Python NLP for Portuguese
Project description
NLPyPort
The NLPy_Port is a pipeline assembled from the NLTK pipeline, adding and changing its elements for better processing the portuguese that were previouslly created for the NLPPort pipeline. It suports at the moment the taks of Tokenization, PoS Tagging , Lemmatization and Named Entity Recognition
Instalation
Installing NLPyPort should be as simple as installing the requirements or installing the module via pip (pip install NLPyPort). However, some other configurations may be necessary.
If your NLTK version is above 3.4.5, install the version 3.4.5 by running:
>>> pip install nltk==3.4.5
If you installed NLTK and do not have downloaded the "Floresta" corpus, run the following commands:
>>> import nltk
>>> nltk.download('floresta')
Usage
In order to simplify the usage of the NLPyPort pipeline, some structural changes were made. The “exemplo.py” file shows exemples os several use cases.
How to use the pipeline
Depending on the planed usage, the pipeline may be called in three different ways:
1 - Default
text = new_full_pipe( your_input_file )
2 - Optional arguments
text = new_full_pipe( your_input_file , options = options )

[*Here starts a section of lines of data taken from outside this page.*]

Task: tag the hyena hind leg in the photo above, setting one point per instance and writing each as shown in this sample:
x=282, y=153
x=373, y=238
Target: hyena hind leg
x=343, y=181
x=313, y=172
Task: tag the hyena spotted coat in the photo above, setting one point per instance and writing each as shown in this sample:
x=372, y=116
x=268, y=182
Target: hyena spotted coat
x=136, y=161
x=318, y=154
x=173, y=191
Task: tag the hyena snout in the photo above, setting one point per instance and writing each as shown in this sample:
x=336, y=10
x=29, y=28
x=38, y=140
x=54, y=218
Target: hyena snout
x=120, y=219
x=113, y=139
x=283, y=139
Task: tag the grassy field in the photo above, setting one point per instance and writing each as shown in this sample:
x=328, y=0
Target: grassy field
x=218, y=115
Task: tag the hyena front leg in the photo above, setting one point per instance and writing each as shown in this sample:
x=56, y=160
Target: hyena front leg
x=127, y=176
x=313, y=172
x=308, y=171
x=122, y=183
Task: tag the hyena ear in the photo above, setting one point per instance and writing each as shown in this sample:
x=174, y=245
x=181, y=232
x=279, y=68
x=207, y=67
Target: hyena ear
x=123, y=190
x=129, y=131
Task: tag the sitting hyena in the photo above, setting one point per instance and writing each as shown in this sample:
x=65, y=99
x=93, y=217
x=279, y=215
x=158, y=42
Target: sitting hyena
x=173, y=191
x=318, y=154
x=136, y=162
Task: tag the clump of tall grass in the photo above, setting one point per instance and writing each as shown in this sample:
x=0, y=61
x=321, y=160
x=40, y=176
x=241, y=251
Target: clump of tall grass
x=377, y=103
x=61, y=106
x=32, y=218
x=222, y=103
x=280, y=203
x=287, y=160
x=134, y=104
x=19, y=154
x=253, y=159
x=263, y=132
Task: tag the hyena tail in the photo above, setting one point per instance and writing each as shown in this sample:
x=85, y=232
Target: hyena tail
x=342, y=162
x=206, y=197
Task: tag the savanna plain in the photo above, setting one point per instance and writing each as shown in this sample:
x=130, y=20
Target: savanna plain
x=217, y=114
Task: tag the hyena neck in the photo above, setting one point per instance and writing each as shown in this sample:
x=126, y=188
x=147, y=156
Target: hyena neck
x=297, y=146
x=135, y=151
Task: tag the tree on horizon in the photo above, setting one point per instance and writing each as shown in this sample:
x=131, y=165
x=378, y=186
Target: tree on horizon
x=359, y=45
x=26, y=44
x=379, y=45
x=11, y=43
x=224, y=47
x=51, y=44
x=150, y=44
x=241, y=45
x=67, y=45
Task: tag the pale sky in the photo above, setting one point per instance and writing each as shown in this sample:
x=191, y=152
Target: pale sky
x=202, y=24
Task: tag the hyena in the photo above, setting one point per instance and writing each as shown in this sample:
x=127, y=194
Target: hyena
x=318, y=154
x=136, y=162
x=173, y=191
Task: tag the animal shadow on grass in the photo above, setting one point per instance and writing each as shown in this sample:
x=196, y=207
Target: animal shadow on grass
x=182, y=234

3 - Optional arguments and pre-load pipeline
config_list = load_congif_to_list() # Pre-load the pipeline
text=new_full_pipe( your_input_file , options = options , config_list = config_list)
Available options
"tokenizer" : True -> Perform Tokenization
"pos_tagger" : True -> Perform Pos Tagging
"lemmatizer" : True -> Perform Lemmatization
"entity_recognition" : True -> Perform NER
"np_chunking" : True -> Perform NP Chunking
"pre_load" : False -> Preload the pipeline, needs the additional argument “config_list”
"string_or_array" : True -> Set input as being an array or a string
Returned text
In case of success, the pipeline will return an object of the “Text” class. The properties of this are as follow: text.tokens text.pos_tags text.lemas text.entities text.np_tags
Additionally, there is a method to return the pipeline in the CoNNL Format: text.print_conll()
To separate lines , at the end of each line the additional token EOS is added.
Credits
Tokenizer and Lemmatizer resource files - Rodrigues, Ricardo, Hugo Gonçalo Oliveira, and Paulo Gomes. "NLPPort: A Pipeline for Portuguese NLP (Short Paper)." 7th Symposium on Languages, Applications and Technologies (SLATE 2018). Schloss Dagstuhl-Leibniz-Zentrum fuer Informatik, 2018.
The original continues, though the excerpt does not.